A veces, no muchas, aunque últimamente con más frecuencia de la que desearía, una luz extraña irrumpe en la calma del comienzo otoñal. Estalla sobre mí y, como un eco imposible, cubre Móstoles entero con un velo de caos sórdido, silencioso y vibrante, que presagia turbiedades más allá de lo comprensible.

Es una luz que no tiene nombre, que no se parece a nada que haya visto antes. No es fría ni cálida, y sin embargo toca cada superficie con una fuerza que es imposible ignorar. Las paredes de los edificios, los coches estacionados, incluso los charcos de lluvia reflejan un destello que parece latir, que parece respirar. A veces pienso que si estiro la mano podría tocar su pulso magnético y sentir la corriente que recorre la ciudad, y eso me aterra y me fascina a partes iguales.

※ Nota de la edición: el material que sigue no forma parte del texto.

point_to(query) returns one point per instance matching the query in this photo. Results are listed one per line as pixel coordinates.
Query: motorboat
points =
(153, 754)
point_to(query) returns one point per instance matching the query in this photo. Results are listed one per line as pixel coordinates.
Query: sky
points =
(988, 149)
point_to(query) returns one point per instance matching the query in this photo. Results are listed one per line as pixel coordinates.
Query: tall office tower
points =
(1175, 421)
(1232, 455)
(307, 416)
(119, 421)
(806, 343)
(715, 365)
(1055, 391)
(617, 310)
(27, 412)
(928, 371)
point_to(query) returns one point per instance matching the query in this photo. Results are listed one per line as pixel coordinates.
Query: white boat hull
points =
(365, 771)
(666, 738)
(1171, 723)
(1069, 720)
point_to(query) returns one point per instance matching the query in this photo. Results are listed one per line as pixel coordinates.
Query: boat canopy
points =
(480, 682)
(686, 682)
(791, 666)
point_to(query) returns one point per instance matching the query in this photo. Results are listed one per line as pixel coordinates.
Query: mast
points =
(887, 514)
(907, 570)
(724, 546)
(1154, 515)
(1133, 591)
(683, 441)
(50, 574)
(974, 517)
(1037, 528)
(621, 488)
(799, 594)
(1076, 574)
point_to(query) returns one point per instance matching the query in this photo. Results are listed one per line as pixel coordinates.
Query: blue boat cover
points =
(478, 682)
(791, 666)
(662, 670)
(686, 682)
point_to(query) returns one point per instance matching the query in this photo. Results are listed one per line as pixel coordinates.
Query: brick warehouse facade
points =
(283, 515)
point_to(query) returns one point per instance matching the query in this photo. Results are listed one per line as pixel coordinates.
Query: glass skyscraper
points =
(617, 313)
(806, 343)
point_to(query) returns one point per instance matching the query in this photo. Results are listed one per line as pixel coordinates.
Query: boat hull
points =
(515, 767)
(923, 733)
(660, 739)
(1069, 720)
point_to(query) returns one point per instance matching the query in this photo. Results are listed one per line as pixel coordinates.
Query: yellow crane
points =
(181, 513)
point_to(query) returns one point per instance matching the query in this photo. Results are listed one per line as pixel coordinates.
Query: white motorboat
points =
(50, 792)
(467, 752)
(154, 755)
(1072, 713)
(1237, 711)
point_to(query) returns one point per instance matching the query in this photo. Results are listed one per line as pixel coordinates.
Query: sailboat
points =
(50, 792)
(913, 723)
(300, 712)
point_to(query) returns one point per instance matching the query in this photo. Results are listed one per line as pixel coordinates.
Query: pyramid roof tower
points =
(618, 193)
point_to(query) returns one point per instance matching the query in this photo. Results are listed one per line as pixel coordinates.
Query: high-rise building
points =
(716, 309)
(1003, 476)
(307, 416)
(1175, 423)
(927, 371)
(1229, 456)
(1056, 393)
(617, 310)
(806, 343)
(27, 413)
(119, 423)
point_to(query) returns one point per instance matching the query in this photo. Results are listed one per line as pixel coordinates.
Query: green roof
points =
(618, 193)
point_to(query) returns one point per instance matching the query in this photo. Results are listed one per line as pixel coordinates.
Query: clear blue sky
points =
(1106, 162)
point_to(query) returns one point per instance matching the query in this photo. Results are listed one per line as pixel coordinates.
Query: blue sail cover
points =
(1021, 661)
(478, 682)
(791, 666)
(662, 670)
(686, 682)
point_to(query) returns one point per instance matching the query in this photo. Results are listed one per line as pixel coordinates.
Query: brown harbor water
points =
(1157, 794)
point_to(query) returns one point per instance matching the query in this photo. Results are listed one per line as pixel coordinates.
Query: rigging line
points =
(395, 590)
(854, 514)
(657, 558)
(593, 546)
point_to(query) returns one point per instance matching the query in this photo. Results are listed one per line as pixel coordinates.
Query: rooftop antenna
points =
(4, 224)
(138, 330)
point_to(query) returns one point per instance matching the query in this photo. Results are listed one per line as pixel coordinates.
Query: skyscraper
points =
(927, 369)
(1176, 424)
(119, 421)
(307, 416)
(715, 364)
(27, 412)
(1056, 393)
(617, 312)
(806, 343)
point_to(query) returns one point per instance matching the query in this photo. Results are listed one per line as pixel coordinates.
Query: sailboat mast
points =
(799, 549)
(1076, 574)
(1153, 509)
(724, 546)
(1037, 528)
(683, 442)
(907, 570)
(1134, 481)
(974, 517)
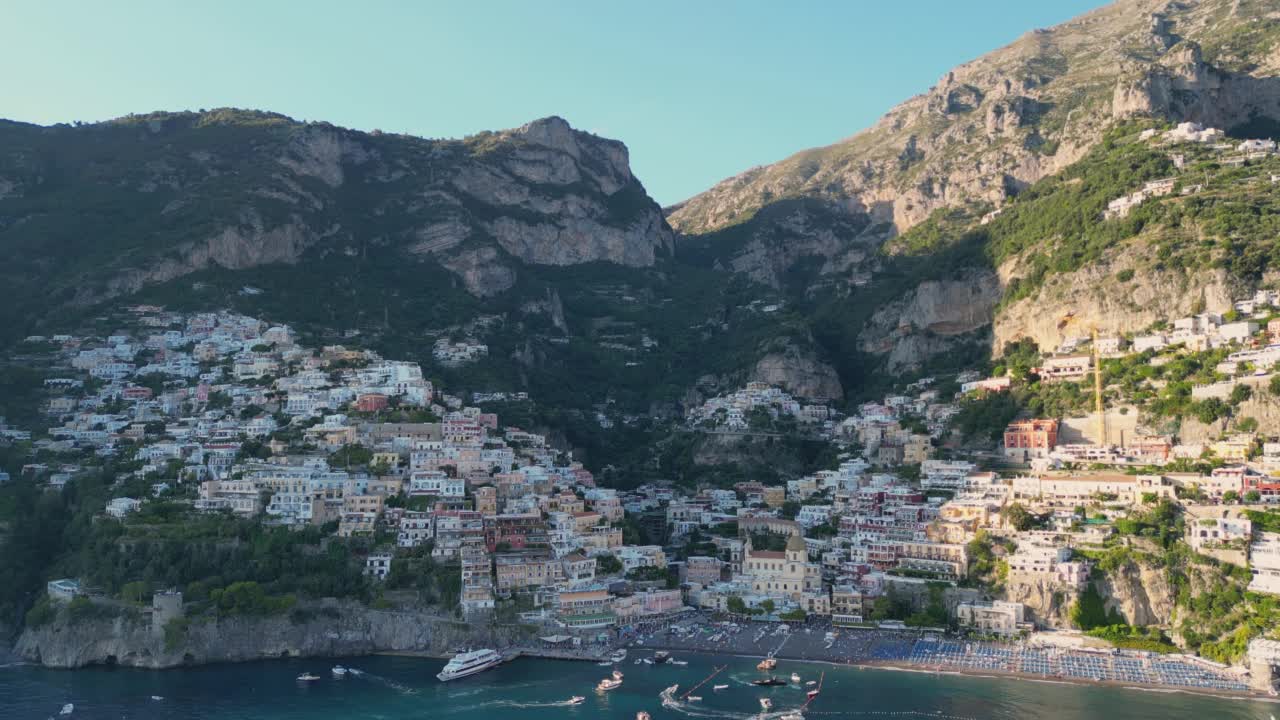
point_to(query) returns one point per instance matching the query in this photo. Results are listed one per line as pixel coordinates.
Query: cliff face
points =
(929, 318)
(979, 137)
(343, 630)
(149, 199)
(799, 372)
(1048, 604)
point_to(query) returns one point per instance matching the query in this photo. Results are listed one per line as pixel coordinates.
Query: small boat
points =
(608, 684)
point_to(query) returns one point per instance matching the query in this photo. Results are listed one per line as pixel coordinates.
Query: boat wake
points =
(382, 680)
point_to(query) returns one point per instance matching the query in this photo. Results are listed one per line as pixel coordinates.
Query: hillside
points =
(993, 127)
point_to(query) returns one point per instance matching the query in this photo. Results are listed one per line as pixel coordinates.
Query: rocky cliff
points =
(147, 199)
(973, 142)
(1004, 121)
(329, 630)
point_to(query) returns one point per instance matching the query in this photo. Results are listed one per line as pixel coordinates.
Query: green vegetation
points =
(1151, 639)
(1089, 611)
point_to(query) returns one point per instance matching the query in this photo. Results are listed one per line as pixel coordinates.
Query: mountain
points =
(151, 197)
(890, 205)
(538, 241)
(968, 217)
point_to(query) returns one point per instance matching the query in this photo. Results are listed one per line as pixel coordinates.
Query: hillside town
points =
(234, 417)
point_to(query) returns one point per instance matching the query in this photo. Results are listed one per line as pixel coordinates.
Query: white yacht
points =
(611, 683)
(469, 664)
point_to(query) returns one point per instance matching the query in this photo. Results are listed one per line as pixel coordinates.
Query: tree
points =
(1091, 611)
(1240, 392)
(135, 591)
(608, 565)
(1018, 516)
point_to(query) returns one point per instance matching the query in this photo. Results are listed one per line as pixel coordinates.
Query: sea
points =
(392, 688)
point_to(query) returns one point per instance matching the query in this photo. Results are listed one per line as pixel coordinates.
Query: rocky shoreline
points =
(330, 630)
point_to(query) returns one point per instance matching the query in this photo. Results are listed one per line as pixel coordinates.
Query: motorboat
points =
(469, 664)
(611, 683)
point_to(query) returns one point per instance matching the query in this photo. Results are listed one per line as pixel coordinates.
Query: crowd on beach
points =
(931, 651)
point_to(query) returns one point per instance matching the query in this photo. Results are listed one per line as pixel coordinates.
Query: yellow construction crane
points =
(1097, 376)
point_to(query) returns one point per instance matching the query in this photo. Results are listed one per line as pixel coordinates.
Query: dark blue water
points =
(533, 689)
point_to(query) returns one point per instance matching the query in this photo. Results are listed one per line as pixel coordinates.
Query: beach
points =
(940, 654)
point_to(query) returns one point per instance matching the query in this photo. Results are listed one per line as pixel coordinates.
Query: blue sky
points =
(699, 90)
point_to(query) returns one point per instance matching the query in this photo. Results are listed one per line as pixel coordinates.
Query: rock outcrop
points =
(799, 372)
(238, 190)
(929, 319)
(991, 127)
(339, 629)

Aletea durante uno o varios días, distorsionando todo a su paso y dejando un regusto metálico en mi lengua, en mis párpados y hasta en mis oídos. No me gusta nada. Trae consigo un desequilibrio extraño, como si alguien —o algo— dejara caer sobre nosotros una sábana pegajosa y traslúcida, casi eléctrica, que me obliga a caminar errante, distante, desconectado de la versión menos agorera y pesimista de mí mismo.

Es la misma luz que, unos días antes de la DANA, lo envolvió todo. Y ahora, hace no más de una semana y media, ha vuelto a visitarnos.

Me pregunto si los árboles también la sienten. Si sus hojas se estremecen cuando ella pasa. Si los gatos y perros del barrio huyen o se quedan paralizados bajo su brillo. No tengo claro si estoy preparado para comprender.

Quizá tú ni la veas ni la sientas, tan inmerso siempre en tus fugaces y estériles distracciones. Para ti pasa inadvertida. Pero hazme caso cuando te digo que algo está cambiando a nuestro alrededor. Algo se cuela por la rendija —al menos de mi mundo— y me advierte. Me trae un mensaje sutil pero certero, como un rayo de dulce hiel que no descansa ni cesa durante días. Después se marcha, pero su marca queda tejida en el tiempo y en el espacio.

Durante esos días siento que mi energía vital disminuye. Mire donde mire, no encuentro un paisaje urbano afinado en proporciones áureas ni perfectas.

Todo parece levemente inclinado, como si las líneas que contornean lo cotidiano se hubieran armado de difumino y dejaran escurrir, poco a poco, sobre el piso gris y eléctrico, los versos invisibles que sostienen la realidad que creemos ver, escuchar o percibir.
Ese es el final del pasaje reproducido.